Wirtschaft fordert „völlig neue Denke“ in der Verwaltung

„Wir wissen, dass wir in einer schwierigen Situation stecken“, sagte M&B-Chef Schnitzmeier wohl mit Blick auf den Druck, Gewerbeflächen für Expansion und Neuansiedlungen zur Verfügung stellen zu müssen, ein Innovationszentrum aufzubauen, um den Wissenstransfer von der Hochschule in die Wirtschaft zu befördern, oder das „Verwaltungshandeln noch stärker zu fokussieren und aufeinander abzustimmen“.

Dass Schnitzmeier darauf verzichtete, näher auf die jüngsten Rankings einzugehen, missfiel Hanns-Peter Windfeder, der die heimische Wirtschaft im Aufsichtsrat von M&B vertritt. „In den vergangenen drei Jahren sind wir extrem abgerutscht. Wir sind absolutes Schlusslicht bei den Wirtschaftskennzahlen, auch wenn wir insgesamt im Ruhrgebietsvergleich noch ganz gut dastehen“, sagte dieser. Da reiche es nicht, an einer kleinen Stellschraube zu drehen.

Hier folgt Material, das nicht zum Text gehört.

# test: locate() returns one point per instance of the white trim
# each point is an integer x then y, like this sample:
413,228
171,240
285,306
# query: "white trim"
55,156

Es müsse das große Rad sein, untermauerte er die Forderung seines Verbandes, die Stadtverwaltung müsse die Zukunftsfragen der Wirtschaft bündeln, insgesamt besser organisieren: „Es kann so nicht weitergehen, wir müssen eine völlig neue Denke einbringen.“

OB will erst später mit Unternehmerverband sprechen

Windfeder zögerte nicht, auf Nachfrage OB Scholten anzugreifen. Dieser habe der Wirtschaft bislang kein Gespräch dazu angeboten, der Verwaltungsvorstand aber habe sich schon gegen eine Neuausrichtung positioniert. Scholten konterte: Er werde sich noch dafür Zeit nehmen. Zunächst wolle er jetzt noch mal mit Fraktionsvertretern „definieren, was die Stellschrauben sind, an denen wir drehen müssen, können, wollen.“

Der Unternehmerverband will den Kontakt mit der Politik zu wirtschaftlichen Fragen intensivieren. Zwei- bis viermal im Jahr soll es künftig eine Art gemeinsames Wirtschaftsforum geben, so Windfeder.